Thorp Perrow Aboretum – Yorkshire Dales Secret Garden
Thorp Perrow Aboretum, not far from the historic town of Bedale in the Yorkshire Dales, is the creation of one man, Sir Leonard Ropner Bt., (1895-1977), who amassed one of the finest private collections of trees in the country.
The 85 acre site, set in over 1000 acres of parkland, was bought by William Ropner Bt., in 1927, but it was to be his son, Sir Leonard, whose passion and love for trees led to the creation of this delightful Aboretum. The present owner, Sir John Ropner Bt., explains that his father was extremely proud of his ‘secret garden’. Here was a man with no previous arboricultural experience who set about creating an Aboretum purely out of his love for trees. As Sir John points out, one of the nicest things about Thorp Perrow is its slightly ‘amateurish atmosphere’ and this is perhaps refreshing – the trees being chosen not for any stylistic considerations but because Sir Leonard loved them.

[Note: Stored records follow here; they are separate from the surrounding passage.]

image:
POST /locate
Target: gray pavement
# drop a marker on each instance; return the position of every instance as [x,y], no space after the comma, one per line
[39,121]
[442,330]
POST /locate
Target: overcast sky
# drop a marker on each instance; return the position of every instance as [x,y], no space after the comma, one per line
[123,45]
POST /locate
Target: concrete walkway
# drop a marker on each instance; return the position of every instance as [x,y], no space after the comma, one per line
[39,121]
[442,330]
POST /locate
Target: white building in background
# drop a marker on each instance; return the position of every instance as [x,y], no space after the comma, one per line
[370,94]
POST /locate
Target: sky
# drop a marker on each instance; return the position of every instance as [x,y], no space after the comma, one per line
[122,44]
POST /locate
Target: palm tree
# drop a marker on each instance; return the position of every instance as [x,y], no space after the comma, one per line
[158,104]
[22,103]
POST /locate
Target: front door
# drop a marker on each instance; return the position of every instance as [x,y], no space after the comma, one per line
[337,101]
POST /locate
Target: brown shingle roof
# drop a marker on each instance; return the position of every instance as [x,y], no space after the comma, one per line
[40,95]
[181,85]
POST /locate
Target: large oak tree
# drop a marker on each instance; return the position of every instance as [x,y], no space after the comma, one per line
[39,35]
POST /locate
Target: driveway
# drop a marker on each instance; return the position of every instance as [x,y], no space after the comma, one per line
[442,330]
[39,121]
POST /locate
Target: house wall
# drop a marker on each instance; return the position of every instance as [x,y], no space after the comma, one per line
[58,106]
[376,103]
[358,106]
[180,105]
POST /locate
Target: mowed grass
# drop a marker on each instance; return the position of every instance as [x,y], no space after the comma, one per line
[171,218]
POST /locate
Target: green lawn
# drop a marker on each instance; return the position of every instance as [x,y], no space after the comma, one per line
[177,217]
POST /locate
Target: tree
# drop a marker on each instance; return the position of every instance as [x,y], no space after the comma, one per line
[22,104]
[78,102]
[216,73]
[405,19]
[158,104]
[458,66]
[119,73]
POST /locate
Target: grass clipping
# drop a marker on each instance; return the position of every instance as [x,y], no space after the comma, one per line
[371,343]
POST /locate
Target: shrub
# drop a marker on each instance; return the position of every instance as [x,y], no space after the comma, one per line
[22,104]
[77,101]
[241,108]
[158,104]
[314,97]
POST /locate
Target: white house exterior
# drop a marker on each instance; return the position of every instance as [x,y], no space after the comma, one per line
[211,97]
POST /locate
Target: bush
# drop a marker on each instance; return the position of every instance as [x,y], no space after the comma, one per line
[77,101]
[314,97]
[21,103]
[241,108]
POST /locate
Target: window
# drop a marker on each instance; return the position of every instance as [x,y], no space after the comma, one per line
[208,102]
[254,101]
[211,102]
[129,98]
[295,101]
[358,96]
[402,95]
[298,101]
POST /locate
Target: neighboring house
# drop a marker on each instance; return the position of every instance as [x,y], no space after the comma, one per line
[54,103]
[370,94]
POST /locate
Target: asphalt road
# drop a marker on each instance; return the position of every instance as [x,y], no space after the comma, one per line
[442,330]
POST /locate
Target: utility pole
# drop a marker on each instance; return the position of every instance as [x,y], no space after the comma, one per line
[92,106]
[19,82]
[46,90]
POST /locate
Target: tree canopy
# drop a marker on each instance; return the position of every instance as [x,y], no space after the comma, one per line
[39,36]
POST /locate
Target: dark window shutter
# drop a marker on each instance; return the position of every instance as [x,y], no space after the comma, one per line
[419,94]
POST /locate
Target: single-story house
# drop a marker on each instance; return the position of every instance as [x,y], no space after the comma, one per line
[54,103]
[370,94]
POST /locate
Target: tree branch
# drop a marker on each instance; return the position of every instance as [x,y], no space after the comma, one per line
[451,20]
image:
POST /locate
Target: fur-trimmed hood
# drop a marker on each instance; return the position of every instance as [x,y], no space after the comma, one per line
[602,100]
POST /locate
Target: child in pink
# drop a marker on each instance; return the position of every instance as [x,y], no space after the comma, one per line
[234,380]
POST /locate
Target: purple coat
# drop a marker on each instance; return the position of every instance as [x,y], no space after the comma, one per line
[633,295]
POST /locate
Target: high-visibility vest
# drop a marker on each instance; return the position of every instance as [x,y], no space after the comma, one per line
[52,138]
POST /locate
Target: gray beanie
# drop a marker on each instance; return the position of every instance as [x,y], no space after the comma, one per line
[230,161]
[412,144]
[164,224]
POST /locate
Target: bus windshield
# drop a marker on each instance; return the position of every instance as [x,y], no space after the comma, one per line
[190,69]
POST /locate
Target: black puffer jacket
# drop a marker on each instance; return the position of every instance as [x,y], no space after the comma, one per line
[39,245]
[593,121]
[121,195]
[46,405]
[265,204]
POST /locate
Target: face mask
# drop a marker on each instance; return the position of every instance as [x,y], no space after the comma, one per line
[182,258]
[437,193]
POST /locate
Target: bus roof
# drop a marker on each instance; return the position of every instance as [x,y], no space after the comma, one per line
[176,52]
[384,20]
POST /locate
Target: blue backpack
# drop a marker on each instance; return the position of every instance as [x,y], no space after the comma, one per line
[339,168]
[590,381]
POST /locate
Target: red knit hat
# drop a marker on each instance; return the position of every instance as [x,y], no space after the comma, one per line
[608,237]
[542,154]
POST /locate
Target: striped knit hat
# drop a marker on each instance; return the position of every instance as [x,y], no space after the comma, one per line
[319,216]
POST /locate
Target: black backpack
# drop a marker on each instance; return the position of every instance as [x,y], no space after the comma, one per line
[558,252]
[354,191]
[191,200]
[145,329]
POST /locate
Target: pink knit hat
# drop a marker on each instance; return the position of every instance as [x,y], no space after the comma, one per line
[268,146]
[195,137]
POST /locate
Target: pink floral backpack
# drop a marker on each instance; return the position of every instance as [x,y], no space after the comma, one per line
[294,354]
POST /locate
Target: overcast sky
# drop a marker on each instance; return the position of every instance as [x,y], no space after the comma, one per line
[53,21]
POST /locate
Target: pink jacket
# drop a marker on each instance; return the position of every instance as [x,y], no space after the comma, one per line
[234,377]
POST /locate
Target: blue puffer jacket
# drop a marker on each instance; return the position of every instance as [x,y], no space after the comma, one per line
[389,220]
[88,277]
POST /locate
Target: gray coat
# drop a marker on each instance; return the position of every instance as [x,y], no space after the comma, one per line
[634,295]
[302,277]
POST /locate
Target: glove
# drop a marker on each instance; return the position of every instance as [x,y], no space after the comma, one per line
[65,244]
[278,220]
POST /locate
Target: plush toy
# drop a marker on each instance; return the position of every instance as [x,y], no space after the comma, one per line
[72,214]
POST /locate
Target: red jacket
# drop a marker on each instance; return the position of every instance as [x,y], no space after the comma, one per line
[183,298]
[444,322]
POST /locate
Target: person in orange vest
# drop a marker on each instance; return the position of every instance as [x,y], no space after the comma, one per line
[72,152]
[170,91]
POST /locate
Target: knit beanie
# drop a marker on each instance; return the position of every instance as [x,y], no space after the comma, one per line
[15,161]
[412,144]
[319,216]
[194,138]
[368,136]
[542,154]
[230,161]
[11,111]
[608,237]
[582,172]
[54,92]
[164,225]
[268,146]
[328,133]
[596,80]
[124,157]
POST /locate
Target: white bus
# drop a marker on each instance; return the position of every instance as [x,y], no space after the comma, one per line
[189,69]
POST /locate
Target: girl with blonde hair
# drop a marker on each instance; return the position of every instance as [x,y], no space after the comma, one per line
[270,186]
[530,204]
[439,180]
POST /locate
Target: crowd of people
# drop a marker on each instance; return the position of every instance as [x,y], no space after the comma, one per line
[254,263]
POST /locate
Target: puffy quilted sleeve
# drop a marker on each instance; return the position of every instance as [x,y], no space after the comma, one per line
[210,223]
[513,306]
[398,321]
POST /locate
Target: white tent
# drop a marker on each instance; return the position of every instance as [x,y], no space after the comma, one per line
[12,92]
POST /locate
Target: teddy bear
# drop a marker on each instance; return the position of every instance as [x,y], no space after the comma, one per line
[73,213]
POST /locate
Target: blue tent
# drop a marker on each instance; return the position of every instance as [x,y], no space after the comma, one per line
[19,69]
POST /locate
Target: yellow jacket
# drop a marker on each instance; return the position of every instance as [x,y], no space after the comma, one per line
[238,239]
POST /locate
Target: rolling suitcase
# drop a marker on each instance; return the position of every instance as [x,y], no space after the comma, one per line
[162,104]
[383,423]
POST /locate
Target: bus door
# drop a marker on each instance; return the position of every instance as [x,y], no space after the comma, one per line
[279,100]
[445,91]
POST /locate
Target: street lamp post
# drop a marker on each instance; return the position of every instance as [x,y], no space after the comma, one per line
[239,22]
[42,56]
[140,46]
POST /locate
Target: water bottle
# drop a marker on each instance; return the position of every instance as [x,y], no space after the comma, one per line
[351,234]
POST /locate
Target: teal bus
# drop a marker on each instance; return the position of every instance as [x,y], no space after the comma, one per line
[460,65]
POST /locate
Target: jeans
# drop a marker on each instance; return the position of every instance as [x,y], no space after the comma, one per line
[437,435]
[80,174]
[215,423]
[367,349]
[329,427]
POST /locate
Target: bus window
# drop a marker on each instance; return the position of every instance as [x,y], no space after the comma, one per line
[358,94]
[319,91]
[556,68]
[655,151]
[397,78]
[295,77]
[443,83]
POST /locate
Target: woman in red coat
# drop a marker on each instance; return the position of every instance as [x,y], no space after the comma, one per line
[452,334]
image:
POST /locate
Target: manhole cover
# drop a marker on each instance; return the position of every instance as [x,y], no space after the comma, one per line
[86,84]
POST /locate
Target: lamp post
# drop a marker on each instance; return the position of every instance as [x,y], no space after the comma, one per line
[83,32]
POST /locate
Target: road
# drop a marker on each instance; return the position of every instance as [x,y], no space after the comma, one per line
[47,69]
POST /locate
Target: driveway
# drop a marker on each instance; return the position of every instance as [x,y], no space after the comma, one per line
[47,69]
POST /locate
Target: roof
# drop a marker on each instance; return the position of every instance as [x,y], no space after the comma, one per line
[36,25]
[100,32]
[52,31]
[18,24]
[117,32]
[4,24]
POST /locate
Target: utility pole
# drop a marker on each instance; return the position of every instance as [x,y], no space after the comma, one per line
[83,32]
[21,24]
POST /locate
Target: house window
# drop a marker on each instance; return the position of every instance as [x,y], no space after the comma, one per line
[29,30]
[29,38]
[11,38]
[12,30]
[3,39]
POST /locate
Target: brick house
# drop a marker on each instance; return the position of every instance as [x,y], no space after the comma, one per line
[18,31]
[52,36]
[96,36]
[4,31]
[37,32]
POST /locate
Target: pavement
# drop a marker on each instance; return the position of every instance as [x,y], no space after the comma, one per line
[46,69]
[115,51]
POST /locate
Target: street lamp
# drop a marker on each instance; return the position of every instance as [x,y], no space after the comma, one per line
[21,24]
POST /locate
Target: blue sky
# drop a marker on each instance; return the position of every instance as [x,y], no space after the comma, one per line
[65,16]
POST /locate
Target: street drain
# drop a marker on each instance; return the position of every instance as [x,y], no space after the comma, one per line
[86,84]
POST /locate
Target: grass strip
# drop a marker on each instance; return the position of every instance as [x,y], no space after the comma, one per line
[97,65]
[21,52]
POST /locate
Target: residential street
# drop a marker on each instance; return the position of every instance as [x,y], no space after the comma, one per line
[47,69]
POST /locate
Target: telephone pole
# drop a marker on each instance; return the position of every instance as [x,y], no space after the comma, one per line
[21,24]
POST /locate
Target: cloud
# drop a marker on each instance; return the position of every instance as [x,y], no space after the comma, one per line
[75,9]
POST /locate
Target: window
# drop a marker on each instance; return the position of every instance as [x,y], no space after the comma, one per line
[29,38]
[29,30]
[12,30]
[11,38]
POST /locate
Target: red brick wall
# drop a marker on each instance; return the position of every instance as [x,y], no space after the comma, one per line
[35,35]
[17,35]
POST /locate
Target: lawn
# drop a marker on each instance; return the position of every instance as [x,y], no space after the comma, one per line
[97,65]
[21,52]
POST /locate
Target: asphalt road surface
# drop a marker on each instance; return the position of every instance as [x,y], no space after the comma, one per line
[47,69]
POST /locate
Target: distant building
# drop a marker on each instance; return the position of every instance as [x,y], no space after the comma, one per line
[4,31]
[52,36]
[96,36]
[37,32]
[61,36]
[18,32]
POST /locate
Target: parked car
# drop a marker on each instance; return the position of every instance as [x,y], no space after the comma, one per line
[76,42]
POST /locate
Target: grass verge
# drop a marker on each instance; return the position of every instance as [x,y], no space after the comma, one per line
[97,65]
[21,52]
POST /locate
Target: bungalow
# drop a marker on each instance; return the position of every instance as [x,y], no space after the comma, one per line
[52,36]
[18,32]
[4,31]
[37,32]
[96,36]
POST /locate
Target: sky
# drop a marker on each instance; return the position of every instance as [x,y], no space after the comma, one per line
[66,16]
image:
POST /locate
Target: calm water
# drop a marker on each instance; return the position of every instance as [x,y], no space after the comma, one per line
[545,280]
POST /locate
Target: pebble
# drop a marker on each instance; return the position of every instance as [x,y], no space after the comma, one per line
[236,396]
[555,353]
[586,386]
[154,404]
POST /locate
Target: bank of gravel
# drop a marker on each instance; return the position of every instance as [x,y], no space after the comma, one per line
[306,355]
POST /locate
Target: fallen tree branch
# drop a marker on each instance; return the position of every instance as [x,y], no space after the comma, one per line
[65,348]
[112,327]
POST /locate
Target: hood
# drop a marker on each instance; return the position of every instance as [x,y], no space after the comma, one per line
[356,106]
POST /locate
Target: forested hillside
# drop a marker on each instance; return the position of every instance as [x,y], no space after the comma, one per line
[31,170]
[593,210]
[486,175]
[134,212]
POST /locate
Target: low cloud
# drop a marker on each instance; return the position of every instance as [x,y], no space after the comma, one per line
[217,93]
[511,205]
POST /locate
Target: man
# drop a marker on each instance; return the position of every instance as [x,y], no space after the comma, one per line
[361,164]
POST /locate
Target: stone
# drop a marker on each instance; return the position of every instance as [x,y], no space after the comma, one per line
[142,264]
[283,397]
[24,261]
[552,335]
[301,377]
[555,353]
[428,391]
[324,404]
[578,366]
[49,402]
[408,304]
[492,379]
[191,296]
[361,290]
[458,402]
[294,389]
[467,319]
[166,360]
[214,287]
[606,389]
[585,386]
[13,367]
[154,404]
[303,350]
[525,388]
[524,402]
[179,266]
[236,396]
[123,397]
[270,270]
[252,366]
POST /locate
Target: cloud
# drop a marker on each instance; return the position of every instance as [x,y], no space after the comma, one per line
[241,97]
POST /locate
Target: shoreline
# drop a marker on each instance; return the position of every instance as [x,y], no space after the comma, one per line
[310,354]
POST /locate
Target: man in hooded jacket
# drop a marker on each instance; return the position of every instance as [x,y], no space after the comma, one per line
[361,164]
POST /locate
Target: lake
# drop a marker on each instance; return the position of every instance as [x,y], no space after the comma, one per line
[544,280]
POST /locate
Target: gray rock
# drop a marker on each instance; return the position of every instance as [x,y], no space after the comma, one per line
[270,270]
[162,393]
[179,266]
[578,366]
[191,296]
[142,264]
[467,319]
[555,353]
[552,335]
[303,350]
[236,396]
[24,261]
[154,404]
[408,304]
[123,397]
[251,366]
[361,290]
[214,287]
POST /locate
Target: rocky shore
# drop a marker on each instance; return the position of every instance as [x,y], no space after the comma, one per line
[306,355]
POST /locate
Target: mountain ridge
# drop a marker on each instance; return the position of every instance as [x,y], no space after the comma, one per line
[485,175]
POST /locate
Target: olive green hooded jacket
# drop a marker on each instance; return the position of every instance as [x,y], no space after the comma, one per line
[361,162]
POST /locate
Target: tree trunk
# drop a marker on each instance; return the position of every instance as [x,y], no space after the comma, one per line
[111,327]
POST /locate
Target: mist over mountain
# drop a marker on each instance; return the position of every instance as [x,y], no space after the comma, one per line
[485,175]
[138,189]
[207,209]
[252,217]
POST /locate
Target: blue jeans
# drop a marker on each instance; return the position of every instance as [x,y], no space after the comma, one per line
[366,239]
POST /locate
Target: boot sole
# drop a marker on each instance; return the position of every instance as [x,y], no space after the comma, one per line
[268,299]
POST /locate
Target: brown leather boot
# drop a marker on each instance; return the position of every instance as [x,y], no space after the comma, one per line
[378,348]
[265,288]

When the Ropner family originally bought Thorp Perrow there was already a Pinetum -planted in the 1840’s and 50’s by Lady Augusta Millbank – as well as a wooded area – Spring Wood – dating back to medieval times.
Sadly, during the late 1970s the garden fell into some decay and neglect and upon the death of Sir Leonard, his son asked the dendrologist, Alan Mitchell, to come and advise on what should be done with the Arboretum. When he emerged from the ‘jungle’ he was adamant that the collection should be preserved at all costs. Restoration took place thanks to a grant from the Department of the Environment on the condition that the arboretum should be open to the public and so Sir Leonard’s secret garden could at last be shared by all.
The Aboretum is laid out in sections with each section interconnecting with its neighbour via paths, grass walks, glades, bays or avenues. Walk through Thorp Perrow and you take a journey of discovery around the continents of the world with many of the tree and shrub genera and species planted having origins in China, Japan, North America and Europe.
In 2004 some 67 trees within the arboretum were recorded and designated as ‘Champion Trees’ by The Tree Register of the British Isles. Thorpe Perrow is currently home to five National Plant Collections including Limes, Laburnum and Cotinus. No matter what time of the year you visit there will be some outstanding trees to see. In spring snowdrops and crocuses make their appearance with a burst of colour in the woodland. In summer wildflowers, bees and butterflies celebrate summer before the autumn heralds a blaze of fiery reds, oranges and golds. Even in winter, on white frosty mornings, the crisp woodland walks make for a magical time.
Thorp Perrow also has a Bird of Prey and Mammal Centre with the opportunity to learn more about birds of prey and associated wildlife. There is a full programme of events throughout the year.
If you asked Sir John and Lady Ropner to choose their favourite tree, there will be no hesitation. For Sir John it’s the “Acer griseum” (Chinese paper bark Maple). Why? “It has wonderful bark and beautiful autumn colour,” he says. Lady Ropner favours “Fagus sylvatica ‘Laciniata'” (Pictured left). “It is such a beautiful, magnificient and magical tree,” she says. “We also believe that a garden is always evolving and you can treat it as a huge canvas,” Lady Ropner explains. “One can splash lots of paint and energy into it and it will repay you a thousand times all year round.”
Thorp Perrow is also home to Hocus Pocus Plants where you will find an excellent range of trees, shrubs, herbs and wildflowers. Much of the stock is grown or made locally and in the shop you will find hand-made jewellery and a brilliant range of organic, natural soaps, shampoos and more.
Sir John pays tribute to the brilliant team working at Thorp Perrow today who work with Curator Faith Roskrow to ensure that this delightful estate and Arboretum continues to provide a stunning landscape and magical experience to all who visit.